Cats aren't commonly associated with chewing or exploring the world through their mouths like dogs, but they can occasionally engage in troublesome behavior that may harm their teeth. Our Ankeny vets discuss the signs and symptoms of fractured teeth in cats and when it is considered an emergency.
How do cats get broken teeth?
Our veterinary team at Creature Comforts Veterinary Hospital frequently encounters cases of fractured teeth in cats.
The feline species often experience tooth breakage, with a common victim being the canine tooth – the elongated, pointed tooth located at the front corners of their mouth. These tooth fractures typically occur as a consequence of skirmishes with other cats, gnawing on rigid objects, or unfortunate accidents involving vehicles.
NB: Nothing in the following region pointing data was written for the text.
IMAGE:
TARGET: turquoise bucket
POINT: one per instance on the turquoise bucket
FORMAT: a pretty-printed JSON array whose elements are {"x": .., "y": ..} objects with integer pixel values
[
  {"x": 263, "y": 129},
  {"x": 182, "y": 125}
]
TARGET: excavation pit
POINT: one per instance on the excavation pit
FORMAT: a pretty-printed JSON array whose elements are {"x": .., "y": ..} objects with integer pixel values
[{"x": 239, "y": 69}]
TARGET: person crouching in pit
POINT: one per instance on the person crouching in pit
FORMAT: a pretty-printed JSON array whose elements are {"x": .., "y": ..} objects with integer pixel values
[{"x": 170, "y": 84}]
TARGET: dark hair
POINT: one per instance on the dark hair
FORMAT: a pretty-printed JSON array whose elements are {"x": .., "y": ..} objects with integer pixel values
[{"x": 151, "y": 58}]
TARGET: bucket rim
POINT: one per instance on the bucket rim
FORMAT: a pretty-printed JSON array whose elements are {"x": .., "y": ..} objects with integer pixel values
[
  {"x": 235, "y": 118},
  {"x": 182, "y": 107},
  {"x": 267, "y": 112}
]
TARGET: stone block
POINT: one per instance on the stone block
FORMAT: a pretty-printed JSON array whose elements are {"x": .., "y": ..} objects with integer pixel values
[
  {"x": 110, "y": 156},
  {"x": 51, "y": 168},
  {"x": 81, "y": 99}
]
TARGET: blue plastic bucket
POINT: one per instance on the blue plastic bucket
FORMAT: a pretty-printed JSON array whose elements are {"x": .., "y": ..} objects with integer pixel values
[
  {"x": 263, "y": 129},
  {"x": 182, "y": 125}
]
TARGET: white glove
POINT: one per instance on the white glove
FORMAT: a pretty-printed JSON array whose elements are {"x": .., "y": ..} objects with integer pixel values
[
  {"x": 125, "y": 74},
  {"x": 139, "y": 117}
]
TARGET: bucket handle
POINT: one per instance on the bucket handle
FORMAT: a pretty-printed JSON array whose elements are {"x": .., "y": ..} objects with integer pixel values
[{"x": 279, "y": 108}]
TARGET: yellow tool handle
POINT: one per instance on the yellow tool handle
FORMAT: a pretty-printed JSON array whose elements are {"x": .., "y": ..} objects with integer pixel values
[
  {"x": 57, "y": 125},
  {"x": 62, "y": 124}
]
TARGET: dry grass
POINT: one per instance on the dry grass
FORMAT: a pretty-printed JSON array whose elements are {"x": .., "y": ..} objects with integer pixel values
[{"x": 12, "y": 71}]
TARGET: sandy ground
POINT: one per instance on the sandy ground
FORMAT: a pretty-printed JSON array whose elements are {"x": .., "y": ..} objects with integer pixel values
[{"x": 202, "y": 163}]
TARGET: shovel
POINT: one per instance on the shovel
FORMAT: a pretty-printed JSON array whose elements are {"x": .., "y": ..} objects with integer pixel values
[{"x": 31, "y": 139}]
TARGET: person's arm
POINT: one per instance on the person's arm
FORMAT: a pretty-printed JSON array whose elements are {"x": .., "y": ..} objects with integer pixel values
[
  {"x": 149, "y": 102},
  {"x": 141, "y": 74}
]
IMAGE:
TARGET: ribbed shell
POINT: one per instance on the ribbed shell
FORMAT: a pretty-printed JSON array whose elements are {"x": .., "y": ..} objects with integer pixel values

A chipped or broken cat tooth is considered a fracture, and the severity level dictates the type of treatment the veterinarian requires. If you bring your kitty in for a tooth fracture, the vet will perform a dental examination and determine the best treatment as a result, ranging from tooth fillings to dental surgery.
Given the frequency of these incidents, cat owners need to familiarize themselves with the signs of tooth fractures in their pets!
How to Tell When a Cat Has a Broken Tooth
There are 4 main types of tooth fractures in cats and dogs:
- Uncomplicated crown fracture. A tooth fracture in the crown that does not expose the pulp.
- Complicated crown fracture. A crown fracture that does expose the pulp.
- Enamel fracture. A fracture or chip to the enamel (outer protective layer) of the tooth.
- Roof fracture. A tooth breakage that reaches the root.
While the different types of tooth fractures range in severity, they often present themselves in the same way: pained symptoms in your cat.
Signs & Symptoms of Broken Teeth in Cats
The first step to getting your cat help for their fractured tooth is recognizing the problem in the first place. Below are some signs and symptoms of broken teeth in cats that you might notice.
- Food avoidance or chewing on one side of the mouth
- Teeth grinding
- Facial swelling
- Food falling out of the mouth when eating
- Squirming or running away when the face is petted
- Pawing at the mouth
Is a fractured cat tooth an emergency?
If your cat experiences a significant tooth fracture, it may extend into the pulp, where sensitive tissues and nerve endings are located. This not only puts your feline at risk of mouth infection but also causes severe discomfort.
In such situations, your cat's tooth fracture should be treated as an urgent matter. In general, it is good practice to treat every tooth fracture and crack as an emergency.
Your veterinarian will be able best to assess the condition of your kitty's tooth to determine if emergency treatment is required.